In response to Member 6's feedback about franking credits and the tax bonus in last week's TAXVINE - see 2009 TAXVINE No 19 (15 May 2009), MEMBER 4 writes:

"In reply to Member 6, if you think a franking credit is a good reason to be excluded from the bonus, how about our client: taxable income $19,964 but excluded because she is in the last year of the old 5 year baby bonus scheme. She clearly picked the wrong year to have a child. I don't care who does or doesn't get the handout but I do care about the number of people misled by the simplistic advertising and the time we waste explaining to people why they won't get it. Clients have this unreasonable concept of "fairness" in the tax system."

MEMBER 5 writes:

"Like Member 6, I have been frustrated by the calculation method used for the tax bonus as it has created some rather ludicrous results.
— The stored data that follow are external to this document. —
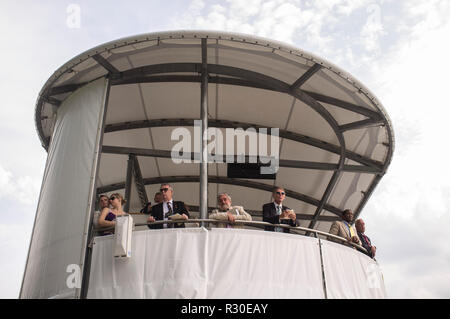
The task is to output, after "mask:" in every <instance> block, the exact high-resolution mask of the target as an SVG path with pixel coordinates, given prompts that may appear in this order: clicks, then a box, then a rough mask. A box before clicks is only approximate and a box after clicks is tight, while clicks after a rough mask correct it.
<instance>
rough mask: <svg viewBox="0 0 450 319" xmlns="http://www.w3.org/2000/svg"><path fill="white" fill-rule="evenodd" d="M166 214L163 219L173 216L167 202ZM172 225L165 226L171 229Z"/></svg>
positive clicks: (171, 206)
mask: <svg viewBox="0 0 450 319" xmlns="http://www.w3.org/2000/svg"><path fill="white" fill-rule="evenodd" d="M167 209H168V211H167V213H165V214H164V218H168V217H169V216H170V215H172V214H173V210H172V206H171V205H170V202H167ZM173 226H174V224H166V227H167V228H173Z"/></svg>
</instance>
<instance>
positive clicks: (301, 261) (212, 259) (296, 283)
mask: <svg viewBox="0 0 450 319" xmlns="http://www.w3.org/2000/svg"><path fill="white" fill-rule="evenodd" d="M207 263H208V279H209V283H208V298H221V299H222V298H249V299H250V298H269V299H276V298H324V293H323V288H322V273H321V266H320V252H319V247H318V241H317V239H315V238H310V237H303V236H295V235H292V234H284V233H274V232H263V231H258V230H238V229H212V231H211V232H210V234H209V246H208V262H207Z"/></svg>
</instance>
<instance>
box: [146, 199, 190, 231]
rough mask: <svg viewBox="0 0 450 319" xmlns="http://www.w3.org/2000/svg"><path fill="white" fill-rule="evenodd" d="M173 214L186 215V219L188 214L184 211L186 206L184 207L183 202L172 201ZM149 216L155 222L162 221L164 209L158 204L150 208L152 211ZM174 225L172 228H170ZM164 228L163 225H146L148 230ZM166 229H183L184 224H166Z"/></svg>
mask: <svg viewBox="0 0 450 319" xmlns="http://www.w3.org/2000/svg"><path fill="white" fill-rule="evenodd" d="M173 213H174V214H180V215H181V214H186V215H187V216H188V217H190V216H189V212H188V210H187V209H186V206H185V205H184V203H183V202H181V201H173ZM150 215H151V216H153V217H154V218H155V220H163V219H164V208H163V203H159V204H157V205H155V206H153V207H152V211H151V213H150ZM172 225H174V226H172ZM163 227H164V226H163V224H161V225H148V228H150V229H162V228H163ZM168 227H169V228H171V227H175V228H183V227H184V224H183V223H180V224H168Z"/></svg>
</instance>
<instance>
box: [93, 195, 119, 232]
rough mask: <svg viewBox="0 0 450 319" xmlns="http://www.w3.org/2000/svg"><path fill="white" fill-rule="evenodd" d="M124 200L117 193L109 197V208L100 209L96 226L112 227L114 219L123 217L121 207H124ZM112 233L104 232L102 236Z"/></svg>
mask: <svg viewBox="0 0 450 319" xmlns="http://www.w3.org/2000/svg"><path fill="white" fill-rule="evenodd" d="M125 203H126V200H125V199H124V198H123V196H122V195H121V194H119V193H114V194H112V195H111V196H110V197H109V204H110V206H109V207H105V208H103V209H102V212H101V213H100V217H99V218H98V225H99V226H100V227H114V226H115V225H116V217H117V216H121V215H125V214H126V213H125V212H124V211H123V209H122V206H123V205H125ZM112 233H113V231H105V232H103V235H108V234H112Z"/></svg>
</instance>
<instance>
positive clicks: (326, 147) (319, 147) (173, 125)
mask: <svg viewBox="0 0 450 319" xmlns="http://www.w3.org/2000/svg"><path fill="white" fill-rule="evenodd" d="M168 126H194V119H156V120H142V121H133V122H122V123H115V124H109V125H107V126H106V127H105V133H110V132H117V131H121V130H133V129H140V128H149V127H168ZM208 126H209V127H216V128H238V127H240V128H242V129H244V130H245V129H247V128H250V127H253V128H255V129H256V130H258V129H259V128H262V126H260V125H256V124H252V123H244V122H236V121H227V120H214V119H209V120H208ZM279 136H280V137H281V138H285V139H288V140H292V141H296V142H299V143H303V144H306V145H310V146H314V147H317V148H320V149H322V150H325V151H328V152H331V153H334V154H340V153H341V149H340V147H339V146H337V145H334V144H331V143H328V142H325V141H322V140H320V139H317V138H314V137H310V136H307V135H303V134H299V133H294V132H291V131H287V130H281V129H280V130H279ZM345 157H346V158H348V159H351V160H353V161H355V162H357V163H360V164H363V165H365V166H369V167H371V168H373V169H375V170H380V169H381V168H382V167H383V163H381V162H378V161H375V160H372V159H370V158H367V157H364V156H362V155H360V154H357V153H354V152H351V151H348V150H346V152H345Z"/></svg>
The bonus was promoted as a tax bonus for "Working Australians". Despite this, I have seen the bonus paid to a retiree whose only tax payment was a $30 Medicare levy, and no bonus to another client with $20,000 net business income and $55,000 franked dividend income from their company business. I can only assume that franking credits were included in the label G amount to eliminate taxpayers whose income was solely from investment rather than "working", however it has resulted in some inequitable results. The label G amount should be restricted to non-refundable offsets."